Video Summary:

Project Summary:

The purpose of this project is to create a Scout that can accurately receive and execute commands from the user through webcam input. Commands will be expressed through hand signals (i.e. thumbs up, one finger, two fingers) and depending on the command, the Scout will perform the respective action. The desirable actions are as follows:

Thumbs up: follow the agent controlled by the user Thumbs down: Quit mission One finger: Attack nearby animal and retrieve food Two fingers: Sentry mode (protect the agent)

Approach:

The first thing that we need is the input from the webcam. We utilize torch and opencv to capture live input from the user’s camera and a neural network to classify the hand gesture (a.k.a command for the Scout to execute). We used a convolutional neural network with the LeakyRelu activation function and 2 dropout layers.

While the mission is still taking place, the agent continuously listens for commands. The default value is 0, which means that no gesture is being presented. If a gesture is present, then the command is valid and is sent to the Scout AI. Furthermore, based on the gesture classification, the Scout will be fed a command to execute. Once the command has been completed, the Scout will then actively listen for another command.
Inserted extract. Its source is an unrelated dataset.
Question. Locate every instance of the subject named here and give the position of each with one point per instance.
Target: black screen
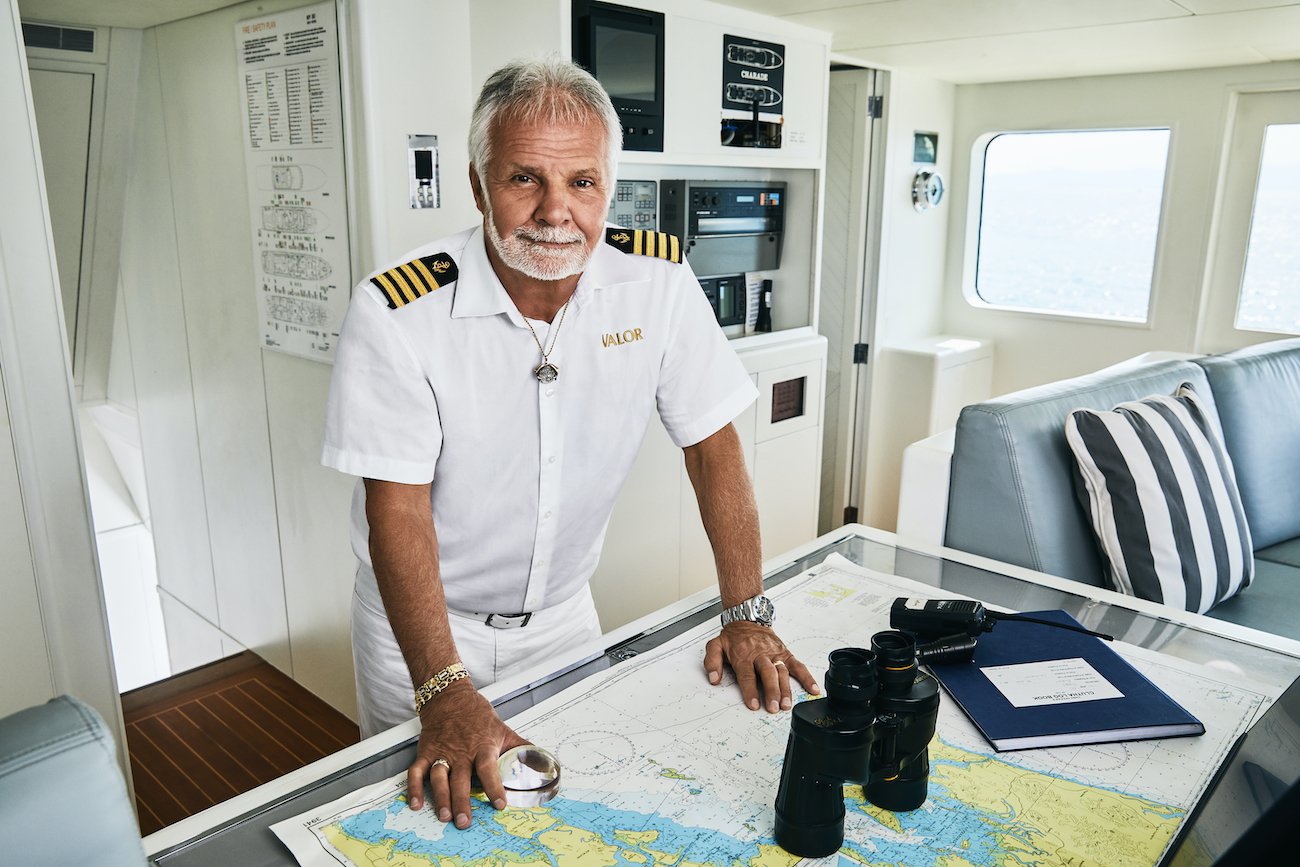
(625, 63)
The mission is complete once the user gives a “thumbs down” gesture, indicating that the user no longer has any commands.

Expansion of the ScoutAI will require the integration of MCCreator in order to include default Mob AI instead of relying on developer built AI using the limited resources from Malmo’s API. This will allow us to quickly add complex behavior that we can then train ScoutAI to manage compound combinations of such behavior (timing of command switches) if the scope of the project increases to include reinforcement learning.

Evaluation:

One performance evaluation for our project is the accuracy of our hand gesture classifier. For every gesture that we train the model with, we want it to achieve an accuracy of 98% or higher so that the Scout performs the correct command. As of right now, we have three working commands:

Hand1 Hand2 Hand3

Remaining Goals and Challenges:

Currently, we have a functional hand gesture classifier and multi-agent environment. The Scout is capable of performing simple commands such as moving forward, turning, and jumping. The gestures that we have classified are also very basic including a thumbs up, thumbs down, one finger up, and two fingers up. Although these gestures and commands work, they are not very beneficial to the user in the game. More specifically, having a Scout that just moves, turns, and jumps will not aid the user at all.

For our final product, we are aiming to implement more complex hand signals to better represent the respective action to execute. Additionally, we would like the Scout to perform more valuable actions such as retrieving food, attacking an enemy to protect the user, etc. Since these gestures and commands will be more complicated, we expect most of the future challenges to be in regards to high confidence levels and the execution of the Scout’s actions. Since we only coded three hand gestures so far, with the introduction of more complex ones may lower the confidence level of the others. However, with sufficient training, we expect the model to perform as well as it does currently. Additionally, the code for the commands we would like to implement requires a lot more computation and input from the Scout’s environment. We will tackle this challenge by slowly working our way up to the end goal. In other words, we will split each command into smaller checkpoints to build up to the more complicated action.

Resources Used:

AI/ML libraries: Torch Opencv Numpy

Source code: Multi-agent source code provided by TA Code from Assignment #2

Code Documentation: Malmo Minecraft XML Documentation